What was the first opera to be created in the world?
The art form known as opera originated in Italy in the sixteenth and seventeenth centuries.The word opera, meaning "work" in Italian, was first used in the modern musical and theatrical sense in 1639 and soon spread to the other European languages. The earliest operas were modest productions compared to other Renaissance forms of sung drama, but they soon became more lavish and took on the spectacular stagings of the earlier genre known as "intermedio".

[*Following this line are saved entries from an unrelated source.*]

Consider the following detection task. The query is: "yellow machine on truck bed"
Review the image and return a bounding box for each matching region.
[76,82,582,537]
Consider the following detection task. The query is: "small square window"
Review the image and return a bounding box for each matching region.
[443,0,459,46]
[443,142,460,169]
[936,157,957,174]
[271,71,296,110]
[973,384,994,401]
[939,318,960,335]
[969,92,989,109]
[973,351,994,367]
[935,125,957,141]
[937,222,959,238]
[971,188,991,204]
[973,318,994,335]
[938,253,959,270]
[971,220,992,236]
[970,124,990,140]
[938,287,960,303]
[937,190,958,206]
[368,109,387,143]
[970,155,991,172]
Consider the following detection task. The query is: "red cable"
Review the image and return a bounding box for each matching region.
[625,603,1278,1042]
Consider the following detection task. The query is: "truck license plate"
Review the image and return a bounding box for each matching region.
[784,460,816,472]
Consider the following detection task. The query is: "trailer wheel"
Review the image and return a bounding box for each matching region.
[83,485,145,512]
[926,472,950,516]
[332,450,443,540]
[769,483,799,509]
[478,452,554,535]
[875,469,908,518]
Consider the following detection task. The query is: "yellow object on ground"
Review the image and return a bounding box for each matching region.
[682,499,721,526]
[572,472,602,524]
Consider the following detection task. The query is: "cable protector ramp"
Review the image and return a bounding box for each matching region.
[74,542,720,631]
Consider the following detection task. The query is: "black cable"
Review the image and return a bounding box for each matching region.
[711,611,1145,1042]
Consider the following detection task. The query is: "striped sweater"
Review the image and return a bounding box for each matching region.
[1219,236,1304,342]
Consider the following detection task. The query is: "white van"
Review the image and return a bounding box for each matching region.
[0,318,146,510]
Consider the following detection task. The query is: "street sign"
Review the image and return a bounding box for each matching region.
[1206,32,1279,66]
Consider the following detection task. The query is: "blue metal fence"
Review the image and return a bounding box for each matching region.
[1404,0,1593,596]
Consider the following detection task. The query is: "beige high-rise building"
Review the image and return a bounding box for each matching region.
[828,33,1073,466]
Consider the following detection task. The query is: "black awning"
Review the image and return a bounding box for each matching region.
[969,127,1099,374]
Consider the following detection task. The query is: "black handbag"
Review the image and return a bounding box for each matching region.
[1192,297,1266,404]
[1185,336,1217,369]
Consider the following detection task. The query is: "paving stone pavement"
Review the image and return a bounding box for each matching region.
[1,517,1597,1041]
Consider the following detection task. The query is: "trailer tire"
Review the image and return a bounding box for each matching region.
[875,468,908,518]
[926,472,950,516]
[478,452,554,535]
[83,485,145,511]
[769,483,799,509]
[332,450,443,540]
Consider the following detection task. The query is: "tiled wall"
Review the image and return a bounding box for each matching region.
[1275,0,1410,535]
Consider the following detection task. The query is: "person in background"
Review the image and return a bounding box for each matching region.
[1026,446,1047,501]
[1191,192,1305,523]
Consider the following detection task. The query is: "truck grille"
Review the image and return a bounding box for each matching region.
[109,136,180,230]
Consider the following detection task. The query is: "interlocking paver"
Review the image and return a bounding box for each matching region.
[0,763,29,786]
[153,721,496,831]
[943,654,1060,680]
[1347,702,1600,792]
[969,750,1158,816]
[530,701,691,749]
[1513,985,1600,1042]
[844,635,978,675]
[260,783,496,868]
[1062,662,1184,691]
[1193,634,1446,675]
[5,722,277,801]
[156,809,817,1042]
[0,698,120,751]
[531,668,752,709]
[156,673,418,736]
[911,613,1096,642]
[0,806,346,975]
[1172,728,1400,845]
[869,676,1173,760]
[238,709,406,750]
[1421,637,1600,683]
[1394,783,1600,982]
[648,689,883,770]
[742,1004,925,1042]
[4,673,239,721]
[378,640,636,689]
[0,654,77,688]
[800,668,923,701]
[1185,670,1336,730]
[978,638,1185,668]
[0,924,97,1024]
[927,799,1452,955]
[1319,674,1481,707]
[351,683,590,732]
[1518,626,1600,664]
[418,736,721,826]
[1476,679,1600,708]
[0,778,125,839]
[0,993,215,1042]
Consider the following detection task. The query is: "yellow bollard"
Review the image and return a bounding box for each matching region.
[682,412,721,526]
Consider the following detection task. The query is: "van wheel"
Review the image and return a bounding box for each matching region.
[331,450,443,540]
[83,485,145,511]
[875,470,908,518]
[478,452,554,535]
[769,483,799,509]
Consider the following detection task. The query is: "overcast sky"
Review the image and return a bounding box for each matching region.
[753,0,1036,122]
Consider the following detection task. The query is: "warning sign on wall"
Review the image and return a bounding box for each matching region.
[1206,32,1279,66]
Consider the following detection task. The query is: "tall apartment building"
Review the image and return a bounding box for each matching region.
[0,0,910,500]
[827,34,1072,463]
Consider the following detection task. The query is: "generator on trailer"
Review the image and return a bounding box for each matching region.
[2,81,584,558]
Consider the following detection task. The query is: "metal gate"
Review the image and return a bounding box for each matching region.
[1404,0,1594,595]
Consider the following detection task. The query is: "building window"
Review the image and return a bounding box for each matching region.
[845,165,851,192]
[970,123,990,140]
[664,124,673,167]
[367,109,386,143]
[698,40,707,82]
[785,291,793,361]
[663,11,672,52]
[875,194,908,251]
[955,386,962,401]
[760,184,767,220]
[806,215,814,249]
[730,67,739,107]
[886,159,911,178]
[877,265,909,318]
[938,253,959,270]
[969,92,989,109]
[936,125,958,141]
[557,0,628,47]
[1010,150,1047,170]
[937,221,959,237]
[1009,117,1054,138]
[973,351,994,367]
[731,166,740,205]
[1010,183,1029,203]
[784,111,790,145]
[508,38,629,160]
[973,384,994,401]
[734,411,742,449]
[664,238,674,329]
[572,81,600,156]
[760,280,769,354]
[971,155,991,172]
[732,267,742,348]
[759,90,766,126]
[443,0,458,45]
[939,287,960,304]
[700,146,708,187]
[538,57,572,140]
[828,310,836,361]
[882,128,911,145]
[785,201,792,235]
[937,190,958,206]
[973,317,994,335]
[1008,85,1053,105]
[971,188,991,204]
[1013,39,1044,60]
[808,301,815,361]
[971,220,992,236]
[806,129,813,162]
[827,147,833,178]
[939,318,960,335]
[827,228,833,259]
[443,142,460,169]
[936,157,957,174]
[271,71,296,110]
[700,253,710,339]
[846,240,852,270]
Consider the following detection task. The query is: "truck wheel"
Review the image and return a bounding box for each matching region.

"Dafne" by Jacopo Peri was the earliest composition considered opera, as understood today, although with only five instrumental parts it was much more like a chamber opera than either the preceding intermedi or the operas of Claudio Monteverdi a few years later. It was written around 1597, largely under the inspiration of an elite circle of literate Florentine humanists who gathered as the "Camerata". Significantly, "Dafne" was an attempt to revive the classical Greek drama, part of the wider revival of antiquity characteristic of the Renaissance. The members of the Camerata considered that the "chorus" parts of Greek dramas were originally sung, and possibly even the entire text of all roles; opera was thus conceived as a way of "restoring" this situation. Most of the music for "Dafne" is lost (the libretto was printed and survives), but one of Peri's many later operas, "Euridice", dating from 1600, is the first opera score to have survived to the present day.